CUMBERNAULD High School students have been served horsemeat, North Lanarkshire Council have confirmed.
The council’s announcement followed precautionary DNA tests on samples of frozen mince removed from storage in North Lanarkshire school kitchens.
Most meat products were found to not have horsemeat in them. However, traces of horse DNA have been detected in a frozen burger removed for testing last week from a school kitchen within North Lanarkshire.
The council has notified the Food Standards Agency, as it is required to do, and investigations are continuing. In the meantime, stocks of beef burger products have been removed from North Lanarkshire school kitchens as a precaution.
North Lanarkshire Council investigations are focusing on the use of frozen burger supplies during the past three months, the maximum length of time these would be held in storage and the authority are working closely with the FSA and Scotland Excel, and will continue to take any action necessary to ensure the integrity of foods used in council establishments.
North Lanarkshire Council confirmed on Friday that one of the schools affected was Cumbernauld High School.
A spokesman for North Lanarkshire Council said: "We are now in a position to confirm that the frozen burger found to contain horse DNA yesterday was supplied by Brakes Group to Cumbernauld High School.
"It is simply unacceptable to the council that a supplier would supply a product containing horse DNA to one of our schools. We will continue discussions with Scotland Excel with a view to ensuring we are satisfied with the integrity of food supplied to us.
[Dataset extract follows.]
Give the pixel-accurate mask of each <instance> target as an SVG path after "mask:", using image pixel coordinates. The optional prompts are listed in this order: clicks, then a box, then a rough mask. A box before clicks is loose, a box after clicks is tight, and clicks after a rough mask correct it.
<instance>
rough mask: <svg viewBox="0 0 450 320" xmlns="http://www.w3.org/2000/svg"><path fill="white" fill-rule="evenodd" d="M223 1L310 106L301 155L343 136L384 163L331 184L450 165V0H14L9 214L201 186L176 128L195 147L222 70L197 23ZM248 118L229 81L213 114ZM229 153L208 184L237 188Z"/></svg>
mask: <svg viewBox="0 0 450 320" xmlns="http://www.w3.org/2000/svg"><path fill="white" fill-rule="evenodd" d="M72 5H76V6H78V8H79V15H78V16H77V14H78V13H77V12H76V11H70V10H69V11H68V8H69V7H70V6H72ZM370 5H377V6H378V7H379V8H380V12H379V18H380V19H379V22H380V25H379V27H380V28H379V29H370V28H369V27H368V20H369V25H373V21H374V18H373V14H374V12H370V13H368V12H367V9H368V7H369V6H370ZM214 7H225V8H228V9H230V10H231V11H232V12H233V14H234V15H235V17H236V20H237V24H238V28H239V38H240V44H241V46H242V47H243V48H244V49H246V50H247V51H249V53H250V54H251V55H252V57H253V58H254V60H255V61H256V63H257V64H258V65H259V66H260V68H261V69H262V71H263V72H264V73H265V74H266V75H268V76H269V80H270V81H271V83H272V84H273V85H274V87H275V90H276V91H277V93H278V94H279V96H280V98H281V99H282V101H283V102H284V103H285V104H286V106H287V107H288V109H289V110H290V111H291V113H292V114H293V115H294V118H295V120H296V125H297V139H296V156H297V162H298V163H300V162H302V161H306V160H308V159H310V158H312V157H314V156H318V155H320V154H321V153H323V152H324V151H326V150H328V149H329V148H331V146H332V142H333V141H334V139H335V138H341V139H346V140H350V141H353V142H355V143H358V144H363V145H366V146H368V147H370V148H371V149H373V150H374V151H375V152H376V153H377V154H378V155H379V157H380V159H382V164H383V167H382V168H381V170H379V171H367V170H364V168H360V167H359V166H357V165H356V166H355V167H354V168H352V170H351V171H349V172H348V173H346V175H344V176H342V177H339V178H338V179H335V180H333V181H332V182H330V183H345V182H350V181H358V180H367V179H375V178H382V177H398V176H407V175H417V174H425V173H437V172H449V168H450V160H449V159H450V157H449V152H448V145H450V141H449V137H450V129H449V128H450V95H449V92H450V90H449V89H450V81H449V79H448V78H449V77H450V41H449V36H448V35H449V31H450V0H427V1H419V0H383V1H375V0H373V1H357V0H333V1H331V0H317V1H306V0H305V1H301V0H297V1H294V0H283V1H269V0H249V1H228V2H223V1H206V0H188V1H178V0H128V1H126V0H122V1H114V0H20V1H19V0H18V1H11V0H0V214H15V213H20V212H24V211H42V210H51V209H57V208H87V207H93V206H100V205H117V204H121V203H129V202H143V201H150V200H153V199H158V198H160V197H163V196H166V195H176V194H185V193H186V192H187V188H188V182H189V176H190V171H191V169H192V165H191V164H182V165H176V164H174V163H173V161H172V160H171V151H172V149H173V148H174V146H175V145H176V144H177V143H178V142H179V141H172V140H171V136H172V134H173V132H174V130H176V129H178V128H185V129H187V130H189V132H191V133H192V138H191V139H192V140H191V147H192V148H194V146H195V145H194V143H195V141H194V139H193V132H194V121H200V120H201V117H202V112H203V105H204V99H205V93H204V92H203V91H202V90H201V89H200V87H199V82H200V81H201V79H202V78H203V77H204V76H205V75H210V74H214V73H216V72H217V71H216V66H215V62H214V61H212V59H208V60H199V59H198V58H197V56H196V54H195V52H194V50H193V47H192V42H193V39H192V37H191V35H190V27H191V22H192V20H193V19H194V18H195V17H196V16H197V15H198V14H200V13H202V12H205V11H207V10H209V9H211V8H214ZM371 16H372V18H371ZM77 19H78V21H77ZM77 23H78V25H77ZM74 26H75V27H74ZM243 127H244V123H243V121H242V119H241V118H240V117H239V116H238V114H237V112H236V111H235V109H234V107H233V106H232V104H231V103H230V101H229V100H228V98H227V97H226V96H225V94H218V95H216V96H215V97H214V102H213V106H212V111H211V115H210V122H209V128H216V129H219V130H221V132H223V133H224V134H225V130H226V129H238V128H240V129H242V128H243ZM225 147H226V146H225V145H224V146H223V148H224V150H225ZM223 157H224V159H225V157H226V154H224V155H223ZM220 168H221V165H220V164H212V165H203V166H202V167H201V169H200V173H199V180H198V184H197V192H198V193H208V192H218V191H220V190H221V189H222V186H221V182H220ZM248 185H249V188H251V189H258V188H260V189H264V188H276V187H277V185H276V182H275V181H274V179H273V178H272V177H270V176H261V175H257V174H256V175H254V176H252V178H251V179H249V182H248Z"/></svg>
"In the meantime, we have removed all frozen beef products from our menus across all our premises. We will continue to carry out additional testing in the coming days.
"We cannot confirm that these products have not been consumed. However, the consumption of horse meat is not considered harmful to health. This is a consumer confidence issue: when we buy a product we expect it to contain what it says on the label.
"We have issued answers to some common questions on this subject to schools and this is available on our website at www.northlanarkshire.gov.uk. We will continue to take any action necessary to ensure the integrity of the food supplied to our establishments."
SNP Councillor William Goldie confirmed that he had e-mailed the authority’s Chief Executive, Gavin Whitefield for answers but that he only received a standard press statement, in the hours after sending his e-mail.
Councillor Goldie said: “I am extremely concerned that the school in which the horse DNA contaminated burger was located was a major High School which many pupils in Cumbernauld South attend, namely Cumbernauld High School."
In his e-mail Councillor Goldie blasts the authority’s first action, after the council went to the media instead of informing local representatives.
"I am extremely concerned that as an elected member of this Council that I had to be informed that traces of horse DNA were found in frozen beef burgers fed to pupils within this authority first from an irate parent (a situation that I could not confirm or deny) and then confirmed by news bulletins on BBC Radio Scotland,” the Councillor’s e-mail reads.
“With the Authorities move towards healthy eating, I was surprised that we were still sourcing frozen burgers for our schools. Do we have any further information on the extent of this situation or any clarification as to which schools have been affected? My understanding is that we have a responsibility to be able to source the origin of any meat products used in our schools, am I correct?
“We should be informed of these incidents through officers of the Council rather than national media,” the SNP man’s e-mail concludes.